Fine Dining: Very reliant on the quality of the chef, on the design of the kitchen, the availability of good meats and produce. In fine dining the menu isn’t extensive, but it is in constant change, If the menu doesn’t change, it means that the chef has lost his push to give his customers the best he can do.

Customer excitement, availability of local products, seasons will all drive the fine dining menu.

Two other factors are critical to good food execution. A good sous-chef and team, as each step in the preparation is critical. And finally, is well developed cooking processes and methods that are reproducible, and can produce the best food in a timely manner, even in the middle of a busy service.

Casual Dining: Similar to fine dining, but more process driven, and less reliant on the skills of the kitchen team. Menu has to be designed thinking of how to deskill the labor required, and how to make it fool proof. Selection of equipment is critical, as well as how the recipes are written and executed, with ticket times that are kept to a minimum.

This process of producing the best one can get out of the available ingredients, cooking in equipment that is accurate and repeatable. For example roasting chickens in a convection oven that has a temperature differential of +/- 20 degrees will not give the desired results, and will require a skilled chef/cook to make it work. A good combi oven will roast chickens consistently time after time, and in a shorter period.

Separating the cooking from the finishing is also essenital to reduce times and skills. Finishing can be done quickly and does not require high skilled cooks, versus cooking hamburgers, steaks, chicken on a grill from scratch, which requires a skilled grill cook.

Menu changes will be weekly special and seasonal changes. Menu should be kept short.

Fast Casual: More process driven. menu changes very little. Service times are critical (hence the name FAST Casual). Service times should be constant, even when the restaurant is in the middle of lunch/dinner rush. A fast casual restaurant should have service times of less than 6 minutes. The best ones target under 2 minutes.

The design of the service model is critical. Depending on the menu, this varies from a serveline with payment at the end after customer has his order,or order pay and get a number or give ones name and wait for the order to be fulfilled. The danger of this second model is that once a customer is given a number, he loses control fo his time.

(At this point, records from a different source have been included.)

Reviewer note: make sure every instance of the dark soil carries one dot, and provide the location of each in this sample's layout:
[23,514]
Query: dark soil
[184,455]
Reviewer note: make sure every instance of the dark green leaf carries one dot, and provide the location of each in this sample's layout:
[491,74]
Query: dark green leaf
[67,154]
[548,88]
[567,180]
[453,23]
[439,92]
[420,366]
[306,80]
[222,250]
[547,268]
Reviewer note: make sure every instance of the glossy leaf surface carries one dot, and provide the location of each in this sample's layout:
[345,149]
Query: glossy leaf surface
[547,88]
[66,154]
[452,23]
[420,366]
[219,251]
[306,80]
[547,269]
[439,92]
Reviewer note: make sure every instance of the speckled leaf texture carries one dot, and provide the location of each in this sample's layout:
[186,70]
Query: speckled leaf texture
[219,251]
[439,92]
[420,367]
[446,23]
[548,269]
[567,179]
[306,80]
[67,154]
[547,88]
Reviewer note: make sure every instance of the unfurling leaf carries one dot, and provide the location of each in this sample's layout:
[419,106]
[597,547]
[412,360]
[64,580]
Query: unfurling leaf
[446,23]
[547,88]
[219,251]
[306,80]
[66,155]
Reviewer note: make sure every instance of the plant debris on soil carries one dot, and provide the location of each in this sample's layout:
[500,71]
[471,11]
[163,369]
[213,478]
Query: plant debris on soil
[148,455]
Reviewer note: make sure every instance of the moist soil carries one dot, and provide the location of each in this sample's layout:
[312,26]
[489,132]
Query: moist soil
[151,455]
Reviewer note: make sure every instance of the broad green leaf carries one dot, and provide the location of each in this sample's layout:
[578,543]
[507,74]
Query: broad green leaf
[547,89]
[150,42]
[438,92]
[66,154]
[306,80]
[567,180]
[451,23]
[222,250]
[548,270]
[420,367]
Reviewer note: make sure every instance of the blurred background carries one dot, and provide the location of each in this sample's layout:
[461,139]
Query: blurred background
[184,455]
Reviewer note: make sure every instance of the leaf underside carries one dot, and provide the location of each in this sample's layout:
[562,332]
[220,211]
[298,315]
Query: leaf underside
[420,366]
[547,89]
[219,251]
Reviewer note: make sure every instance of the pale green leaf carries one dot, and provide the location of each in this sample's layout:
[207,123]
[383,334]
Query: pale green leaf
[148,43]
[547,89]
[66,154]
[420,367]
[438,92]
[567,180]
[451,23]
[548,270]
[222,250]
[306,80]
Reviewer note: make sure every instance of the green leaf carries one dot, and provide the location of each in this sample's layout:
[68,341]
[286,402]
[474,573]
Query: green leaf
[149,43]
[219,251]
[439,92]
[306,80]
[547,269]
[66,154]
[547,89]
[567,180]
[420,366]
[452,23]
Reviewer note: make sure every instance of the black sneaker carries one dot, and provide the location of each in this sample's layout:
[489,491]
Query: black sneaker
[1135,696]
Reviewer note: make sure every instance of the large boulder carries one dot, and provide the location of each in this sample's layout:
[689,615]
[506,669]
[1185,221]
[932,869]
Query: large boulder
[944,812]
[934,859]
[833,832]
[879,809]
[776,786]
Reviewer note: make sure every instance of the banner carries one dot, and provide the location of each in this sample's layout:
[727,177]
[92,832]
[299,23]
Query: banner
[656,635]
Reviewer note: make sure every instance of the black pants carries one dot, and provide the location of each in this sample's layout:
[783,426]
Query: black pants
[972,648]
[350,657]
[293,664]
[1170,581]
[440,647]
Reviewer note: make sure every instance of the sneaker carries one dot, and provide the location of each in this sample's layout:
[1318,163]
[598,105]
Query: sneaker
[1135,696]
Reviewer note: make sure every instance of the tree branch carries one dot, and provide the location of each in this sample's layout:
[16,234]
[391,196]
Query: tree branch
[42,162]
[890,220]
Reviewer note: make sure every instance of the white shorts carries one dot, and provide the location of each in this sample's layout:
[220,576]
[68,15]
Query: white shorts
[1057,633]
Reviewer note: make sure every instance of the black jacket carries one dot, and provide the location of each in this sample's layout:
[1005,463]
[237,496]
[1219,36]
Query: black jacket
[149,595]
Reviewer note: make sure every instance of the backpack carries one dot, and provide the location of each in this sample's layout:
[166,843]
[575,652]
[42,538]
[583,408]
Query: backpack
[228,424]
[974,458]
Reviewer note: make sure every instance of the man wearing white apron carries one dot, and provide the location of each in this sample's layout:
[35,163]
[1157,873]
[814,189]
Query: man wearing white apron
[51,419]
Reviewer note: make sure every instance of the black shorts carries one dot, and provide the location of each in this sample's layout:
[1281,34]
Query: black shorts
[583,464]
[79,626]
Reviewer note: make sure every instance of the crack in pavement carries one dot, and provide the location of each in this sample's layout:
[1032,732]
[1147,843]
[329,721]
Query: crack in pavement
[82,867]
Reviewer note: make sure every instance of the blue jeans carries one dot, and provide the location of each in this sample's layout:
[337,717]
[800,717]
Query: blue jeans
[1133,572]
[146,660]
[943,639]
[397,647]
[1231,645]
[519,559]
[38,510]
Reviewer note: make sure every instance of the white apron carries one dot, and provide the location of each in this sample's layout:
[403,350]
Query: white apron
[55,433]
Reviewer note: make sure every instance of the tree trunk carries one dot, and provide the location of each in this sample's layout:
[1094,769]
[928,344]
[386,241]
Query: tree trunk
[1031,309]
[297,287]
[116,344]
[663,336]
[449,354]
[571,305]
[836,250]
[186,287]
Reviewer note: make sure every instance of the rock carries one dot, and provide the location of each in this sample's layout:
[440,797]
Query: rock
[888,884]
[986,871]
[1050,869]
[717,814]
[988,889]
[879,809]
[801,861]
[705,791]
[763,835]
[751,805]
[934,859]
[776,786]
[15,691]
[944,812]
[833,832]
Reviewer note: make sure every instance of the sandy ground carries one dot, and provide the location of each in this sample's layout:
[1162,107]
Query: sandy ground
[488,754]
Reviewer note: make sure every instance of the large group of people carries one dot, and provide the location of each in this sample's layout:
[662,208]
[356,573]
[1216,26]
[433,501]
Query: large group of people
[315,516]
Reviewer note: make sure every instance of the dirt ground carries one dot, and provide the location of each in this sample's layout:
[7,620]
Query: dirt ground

Some concepts use a hybrid model, where some items are fast and customer orders and pays , while other items they order, pay and wait for order (Starbucks model).

Quick Serve (QSR): Typical setup is to have a line of POS/Cashiers, customer orders and waits for order to be fulfilled. In many cases their is also the Drive-Thru element, which can be over 70% of a units business. In these restaurants the bottle neck is typically in the order fulfillment, a the kitchen can make the orders quicker than they can be fulfilled.

Order accuracy is paramount, as mistakes, especially in the drive thru are very disruptive to throughput. Most QSR run an order accuracy of about 90%.

In very busy restaurants, self order kiosks with separate pick-up windows will increase throughput. In France in busy restaurants McDonald and KFC have seen sales increases of over 20% with selforder kiosks, which in the QSR world is enormous.

On the menu, cooking processe, kitchen layout, it is all about efficiency and keeping the labor skills required to a minimum.


Team skills have to be in organization and service, not on cooking.